The purpose of this paper is to provide evidence of state-specific disparities in late-stage cancer diagnosis outcomes, by race or ethnicity, sex, or age groups, using individual-level data for the residents of each state. This evidence regarding disparities should be valuable in cancer control planning activities led by the individual states. Achieving this purpose requires population-based cancer registry data pooled over time so that each state has a large enough number of observations to ensure statistical reliability of the estimates.

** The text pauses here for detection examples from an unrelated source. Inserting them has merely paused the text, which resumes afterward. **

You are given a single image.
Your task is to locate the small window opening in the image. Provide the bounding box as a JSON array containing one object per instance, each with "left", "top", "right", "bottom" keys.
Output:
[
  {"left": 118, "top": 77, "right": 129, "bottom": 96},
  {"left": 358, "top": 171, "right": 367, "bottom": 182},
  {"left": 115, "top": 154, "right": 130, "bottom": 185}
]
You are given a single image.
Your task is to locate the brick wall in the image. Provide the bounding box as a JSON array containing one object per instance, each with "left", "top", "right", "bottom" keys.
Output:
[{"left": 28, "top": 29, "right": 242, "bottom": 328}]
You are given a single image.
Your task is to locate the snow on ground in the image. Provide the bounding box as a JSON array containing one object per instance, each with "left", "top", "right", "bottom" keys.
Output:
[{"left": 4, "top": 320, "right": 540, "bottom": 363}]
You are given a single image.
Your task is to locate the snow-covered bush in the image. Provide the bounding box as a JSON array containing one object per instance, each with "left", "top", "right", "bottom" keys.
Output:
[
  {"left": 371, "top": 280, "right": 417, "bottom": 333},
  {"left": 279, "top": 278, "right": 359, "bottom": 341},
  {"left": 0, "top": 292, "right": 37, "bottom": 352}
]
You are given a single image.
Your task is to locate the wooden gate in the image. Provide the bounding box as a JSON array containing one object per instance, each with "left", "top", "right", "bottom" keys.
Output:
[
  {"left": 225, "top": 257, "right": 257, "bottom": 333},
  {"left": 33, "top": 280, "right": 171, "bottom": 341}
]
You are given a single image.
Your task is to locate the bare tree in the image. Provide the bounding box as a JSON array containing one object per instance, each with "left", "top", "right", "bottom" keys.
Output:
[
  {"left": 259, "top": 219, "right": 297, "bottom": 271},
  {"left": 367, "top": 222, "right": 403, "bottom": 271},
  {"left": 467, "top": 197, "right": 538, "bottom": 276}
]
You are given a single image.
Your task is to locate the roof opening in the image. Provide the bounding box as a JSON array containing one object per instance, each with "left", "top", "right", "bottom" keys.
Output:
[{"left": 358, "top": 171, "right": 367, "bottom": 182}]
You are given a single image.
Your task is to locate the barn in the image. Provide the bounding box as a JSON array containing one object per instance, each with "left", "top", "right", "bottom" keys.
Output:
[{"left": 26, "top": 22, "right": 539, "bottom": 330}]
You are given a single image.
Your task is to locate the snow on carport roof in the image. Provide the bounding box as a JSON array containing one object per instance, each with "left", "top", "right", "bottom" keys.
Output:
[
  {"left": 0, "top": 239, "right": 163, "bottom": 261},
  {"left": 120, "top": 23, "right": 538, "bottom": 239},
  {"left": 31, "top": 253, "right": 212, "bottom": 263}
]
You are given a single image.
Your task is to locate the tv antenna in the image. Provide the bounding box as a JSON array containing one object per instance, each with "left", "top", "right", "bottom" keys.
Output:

Accordingly, we examined all newly diagnosed cancer cases during 2004–2009 from the United States Cancer Statistics (USCS) database, which is a population-based surveillance system of cancer registries with data representing 96 % of the US population [27]. The database was developed by a joint effort by the Centers for Disease Control and Prevention (CDC) and the National Cancer Institute (NCI) to provide a single, pooled-state database of reconciled, comparable cancer information geocoded at the local level to facilitate cancer control planning and evaluation [34]. This comprehensive database is now available inside National Centers for Health Statistics (NCHS) and Census Research Data Centers (RDCs) to qualified researchers [8].

The outcome of interest in this paper is the likelihood of being diagnosed at a late stage, for either BC or CRC. Nationally, the rates of late-stage diagnosis are higher for CRC than for BC, but these rates do vary considerably across the states [14]. Nationally, disparities in late-stage diagnoses among minorities and whites are greater for BC than for CRC, and women are more likely than men to be diagnosed at a late stage of CRC [21], but it is not known whether these disparities vary among the states. Finally, disparities among younger (than age 65) and older persons diagnosed with late-stage cancer are large for both cancer types in national analysis [21], but again, it is not known whether these disparities vary among the states.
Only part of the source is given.